With the final aim of breeding varieties better adapted to future climatic conditions many teams have attempted to elucidate the genetic determinism of phenology, and in particular veraison time, by applying QTL studies, finding regions in the grapevine genome linked to observed variation including a large number of genes [22,23,24,25,26]. An interesting opportunity to summarize available QTL information and refine their genomic location, by comparing individual experiments narrowing down original intervals, comes from QTL meta-analysis [27, 28]. Indeed, QTLs detected in different experiments and located in a given region of a chromosome could possibly represent several estimations of one single shared QTL. This hypothesis can be tested by appropriate statistical tools that indicate the most likely number of ‘real’ QTLs underlying co-located QTLs. The resulting meta-QTLs are expected to better refine the boundaries of the causative genomic intervals by integrating information from different studies. This approach was first applied to study flowering time in maize [29]. Subsequent positional cloning and association mapping analysis revealed two genes in meta-QTL intervals effectively involved in modulating flowering time [30,31,32] confirming meta-analysis as useful tool for predicting candidates and developing markers for breeding. Since then QTL meta-analyses have become popular in the literature to score QTLs of huge breeding potential and towards QTL validation and/or prioritization of candidates. Lately, meta-analysis has been successfully applied in many crops like rice [33], cotton [34], potato [35], soybean [36], bean [37] and many others. However, this approach has so far not been applied in grapevine.
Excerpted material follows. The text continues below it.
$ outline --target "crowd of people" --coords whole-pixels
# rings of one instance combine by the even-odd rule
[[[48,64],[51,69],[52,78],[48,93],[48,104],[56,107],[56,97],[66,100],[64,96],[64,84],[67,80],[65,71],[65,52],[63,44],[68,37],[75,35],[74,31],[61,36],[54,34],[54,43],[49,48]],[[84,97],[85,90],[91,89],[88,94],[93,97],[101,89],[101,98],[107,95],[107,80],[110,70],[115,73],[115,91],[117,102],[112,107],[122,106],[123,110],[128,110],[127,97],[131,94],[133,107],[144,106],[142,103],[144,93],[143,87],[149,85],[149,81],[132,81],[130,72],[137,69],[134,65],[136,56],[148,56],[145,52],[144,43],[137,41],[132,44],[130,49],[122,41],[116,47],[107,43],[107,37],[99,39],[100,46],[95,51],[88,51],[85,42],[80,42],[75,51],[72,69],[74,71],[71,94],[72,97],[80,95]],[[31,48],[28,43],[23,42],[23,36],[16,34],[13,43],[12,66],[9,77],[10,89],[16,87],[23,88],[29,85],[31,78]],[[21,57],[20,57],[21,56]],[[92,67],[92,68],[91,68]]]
Technological advances and the availability of a high-quality draft of the grapevine genome sequence [38] have encouraged characterizations of berry development at the transcriptomic level [39,40,41,42,43,44,45,46,47,48]. Beside identifying specific transcripts modulated during berry development, these studies revealed that a major transcriptomic shift is associated to the veraison transition [44, 49]. Integrated network analysis of expression data allowed genes to be classified according to their correlation with interaction partners, and to define “switch genes,” likely playing a key role in this major transition [44, 46]. Lately, by detailed analysis of expression profiles in two different varieties, two rapid and successive transitions at the timing of the molecular reprogramming associated to veraison were defined, including positive and negative molecular “biomarkers” [48].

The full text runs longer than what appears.